Heparanase is a mammalian endoglycosidase that cleaves heparan sulfate (HS) polysaccharides and contributes to remodelling of the extracellular matrix and regulation of HS-binding protein bioavailabilities. Heparanase is upregulated in malignant cancers and inflammation, aiding cell migration and the release of signaling molecules. It is established as a highly druggable extracellular target for anticancer therapy, but current compounds have limitations, because of cost, production complexity, or off-target effects. Here, we report the synthesis of a novel, targeted library of single-entity glycomimetic clusters capped with simple sulfated saccharides. Several dendrimer HS glycomimetics display low nM IC₅₀ potency for heparanase inhibition equivalent to comparator compounds in clinical development, and potently inhibit metastasis and growth of human myeloma tumor cells in a mouse xenograft model.
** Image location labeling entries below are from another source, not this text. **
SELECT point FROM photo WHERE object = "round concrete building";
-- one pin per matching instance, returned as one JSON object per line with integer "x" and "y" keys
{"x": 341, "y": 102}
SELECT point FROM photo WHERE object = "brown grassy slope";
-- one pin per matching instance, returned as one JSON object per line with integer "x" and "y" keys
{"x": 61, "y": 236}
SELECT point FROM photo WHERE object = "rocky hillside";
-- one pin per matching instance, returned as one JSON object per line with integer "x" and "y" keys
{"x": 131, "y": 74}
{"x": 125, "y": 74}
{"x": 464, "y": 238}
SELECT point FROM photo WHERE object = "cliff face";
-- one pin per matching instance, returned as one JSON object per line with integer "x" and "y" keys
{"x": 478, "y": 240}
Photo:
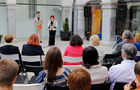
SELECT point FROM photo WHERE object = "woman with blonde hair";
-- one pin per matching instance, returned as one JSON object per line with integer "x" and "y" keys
{"x": 137, "y": 44}
{"x": 32, "y": 47}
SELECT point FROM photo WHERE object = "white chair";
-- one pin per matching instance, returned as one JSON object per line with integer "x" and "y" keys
{"x": 27, "y": 87}
{"x": 72, "y": 67}
{"x": 72, "y": 59}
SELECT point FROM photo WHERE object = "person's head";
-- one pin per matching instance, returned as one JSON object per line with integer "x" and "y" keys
{"x": 129, "y": 51}
{"x": 33, "y": 40}
{"x": 137, "y": 37}
{"x": 137, "y": 70}
{"x": 79, "y": 79}
{"x": 53, "y": 61}
{"x": 90, "y": 57}
{"x": 95, "y": 40}
{"x": 126, "y": 35}
{"x": 38, "y": 13}
{"x": 8, "y": 72}
{"x": 8, "y": 38}
{"x": 52, "y": 17}
{"x": 76, "y": 40}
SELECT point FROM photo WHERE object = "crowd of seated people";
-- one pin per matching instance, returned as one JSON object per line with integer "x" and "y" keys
{"x": 91, "y": 71}
{"x": 75, "y": 49}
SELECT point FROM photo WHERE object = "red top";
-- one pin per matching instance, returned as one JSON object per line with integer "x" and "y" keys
{"x": 73, "y": 51}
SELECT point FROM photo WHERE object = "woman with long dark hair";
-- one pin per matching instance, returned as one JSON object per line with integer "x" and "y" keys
{"x": 98, "y": 73}
{"x": 53, "y": 74}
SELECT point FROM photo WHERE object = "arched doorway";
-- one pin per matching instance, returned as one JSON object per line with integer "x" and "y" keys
{"x": 93, "y": 16}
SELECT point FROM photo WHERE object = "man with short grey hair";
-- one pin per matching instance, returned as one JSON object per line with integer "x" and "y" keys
{"x": 124, "y": 72}
{"x": 125, "y": 37}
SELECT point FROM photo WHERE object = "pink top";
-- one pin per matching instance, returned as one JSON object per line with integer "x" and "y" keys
{"x": 73, "y": 51}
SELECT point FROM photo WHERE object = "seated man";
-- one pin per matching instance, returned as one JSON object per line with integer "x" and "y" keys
{"x": 135, "y": 85}
{"x": 8, "y": 73}
{"x": 124, "y": 72}
{"x": 9, "y": 48}
{"x": 125, "y": 37}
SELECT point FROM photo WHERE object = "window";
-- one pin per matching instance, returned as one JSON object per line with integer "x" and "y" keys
{"x": 32, "y": 8}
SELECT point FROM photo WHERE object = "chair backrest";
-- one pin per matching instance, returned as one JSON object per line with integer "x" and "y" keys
{"x": 119, "y": 85}
{"x": 37, "y": 58}
{"x": 27, "y": 87}
{"x": 102, "y": 86}
{"x": 108, "y": 65}
{"x": 48, "y": 87}
{"x": 34, "y": 69}
{"x": 109, "y": 58}
{"x": 15, "y": 57}
{"x": 10, "y": 56}
{"x": 31, "y": 58}
{"x": 72, "y": 67}
{"x": 72, "y": 59}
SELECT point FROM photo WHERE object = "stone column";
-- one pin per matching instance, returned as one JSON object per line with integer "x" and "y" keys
{"x": 108, "y": 21}
{"x": 11, "y": 17}
{"x": 80, "y": 20}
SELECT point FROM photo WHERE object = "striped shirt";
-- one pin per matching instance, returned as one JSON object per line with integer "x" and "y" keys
{"x": 59, "y": 81}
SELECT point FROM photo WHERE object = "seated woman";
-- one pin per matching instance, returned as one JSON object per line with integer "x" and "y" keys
{"x": 53, "y": 74}
{"x": 137, "y": 44}
{"x": 99, "y": 74}
{"x": 75, "y": 49}
{"x": 32, "y": 47}
{"x": 79, "y": 79}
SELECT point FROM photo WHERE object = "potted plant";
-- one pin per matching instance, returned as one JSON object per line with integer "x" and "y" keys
{"x": 1, "y": 37}
{"x": 65, "y": 34}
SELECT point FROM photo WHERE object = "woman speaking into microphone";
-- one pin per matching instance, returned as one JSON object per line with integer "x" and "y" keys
{"x": 52, "y": 25}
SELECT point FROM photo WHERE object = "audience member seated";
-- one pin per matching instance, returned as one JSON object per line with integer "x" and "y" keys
{"x": 95, "y": 41}
{"x": 9, "y": 48}
{"x": 125, "y": 37}
{"x": 134, "y": 85}
{"x": 53, "y": 74}
{"x": 8, "y": 73}
{"x": 124, "y": 72}
{"x": 98, "y": 73}
{"x": 79, "y": 79}
{"x": 32, "y": 47}
{"x": 75, "y": 49}
{"x": 137, "y": 44}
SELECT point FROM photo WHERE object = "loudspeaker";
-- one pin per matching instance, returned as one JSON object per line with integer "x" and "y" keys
{"x": 87, "y": 11}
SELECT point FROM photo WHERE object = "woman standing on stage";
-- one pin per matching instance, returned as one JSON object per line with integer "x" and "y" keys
{"x": 52, "y": 25}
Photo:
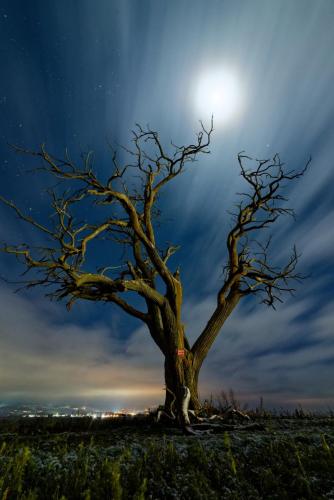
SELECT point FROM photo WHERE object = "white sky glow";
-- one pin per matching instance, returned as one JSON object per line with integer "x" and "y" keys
{"x": 217, "y": 92}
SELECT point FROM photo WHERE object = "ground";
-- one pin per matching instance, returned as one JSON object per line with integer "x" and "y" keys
{"x": 82, "y": 458}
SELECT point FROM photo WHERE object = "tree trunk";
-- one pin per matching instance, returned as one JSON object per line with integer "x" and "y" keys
{"x": 179, "y": 372}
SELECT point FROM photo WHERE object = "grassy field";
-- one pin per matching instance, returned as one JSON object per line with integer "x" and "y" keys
{"x": 98, "y": 459}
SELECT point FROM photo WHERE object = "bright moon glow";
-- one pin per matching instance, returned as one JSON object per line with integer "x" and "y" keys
{"x": 218, "y": 93}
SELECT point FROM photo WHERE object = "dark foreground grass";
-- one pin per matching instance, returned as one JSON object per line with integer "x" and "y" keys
{"x": 58, "y": 459}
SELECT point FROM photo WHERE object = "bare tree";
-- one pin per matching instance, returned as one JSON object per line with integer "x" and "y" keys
{"x": 129, "y": 220}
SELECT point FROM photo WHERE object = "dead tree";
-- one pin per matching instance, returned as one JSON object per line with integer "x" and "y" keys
{"x": 129, "y": 220}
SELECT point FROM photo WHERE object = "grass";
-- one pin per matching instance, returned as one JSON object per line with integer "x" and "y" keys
{"x": 85, "y": 459}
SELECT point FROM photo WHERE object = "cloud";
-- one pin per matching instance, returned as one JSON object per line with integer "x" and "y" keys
{"x": 43, "y": 358}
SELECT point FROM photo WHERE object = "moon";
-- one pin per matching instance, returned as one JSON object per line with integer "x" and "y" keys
{"x": 218, "y": 92}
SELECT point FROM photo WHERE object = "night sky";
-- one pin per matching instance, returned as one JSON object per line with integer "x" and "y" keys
{"x": 80, "y": 74}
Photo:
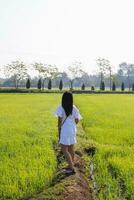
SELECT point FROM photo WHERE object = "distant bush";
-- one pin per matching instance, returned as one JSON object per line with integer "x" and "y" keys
{"x": 49, "y": 84}
{"x": 61, "y": 85}
{"x": 113, "y": 86}
{"x": 92, "y": 88}
{"x": 102, "y": 85}
{"x": 28, "y": 84}
{"x": 39, "y": 84}
{"x": 83, "y": 87}
{"x": 122, "y": 86}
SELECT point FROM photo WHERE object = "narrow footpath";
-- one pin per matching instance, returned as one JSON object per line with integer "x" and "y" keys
{"x": 71, "y": 187}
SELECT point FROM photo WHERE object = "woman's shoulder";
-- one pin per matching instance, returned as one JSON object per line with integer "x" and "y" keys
{"x": 74, "y": 107}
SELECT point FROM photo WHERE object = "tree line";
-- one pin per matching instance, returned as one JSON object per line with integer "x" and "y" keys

Importantly, they lack anticoagulant activity and cytotoxicity, and also inhibit angiogenesis. They provide a new candidate class for anticancer and wider therapeutic applications, which could benefit from targeted heparanase inhibition.

中文翻译：

---

树枝状大分子硫酸乙酰肝素糖代谢药：有效的乙酰肝素酶抑制剂用于抗癌治疗。

乙酰肝素酶是一种哺乳动物内切糖苷酶，可裂解硫酸乙酰肝素（HS）多糖，并有助于细胞外基质的重塑和HS结合蛋白生物利用度的调节。乙酰肝素酶在恶性肿瘤和炎症中被上调，有助于细胞迁移和信号分子的释放。它被确立为抗癌治疗的高度可药物化的细胞外靶标，但是由于成本，生产复杂性或脱靶效应，目前的化合物存在局限性。在这里，我们报告了一个新颖的，有针对性的单实体糖模拟物簇的合成库，该库具有简单的硫酸化糖。几种树状聚合物HS糖模拟物显示低nM IC ₅₀在临床开发中，乙酰肝素酶抑制作用的效力与比较化合物相当，并且在小鼠异种移植模型中有效抑制人骨髓瘤肿瘤细胞的转移和生长。重要的是，它们缺乏抗凝活性和细胞毒性，并且还抑制血管生成。它们为抗癌和更广泛的治疗应用提供了新的候选类别，可从靶向乙酰肝素酶抑制中受益。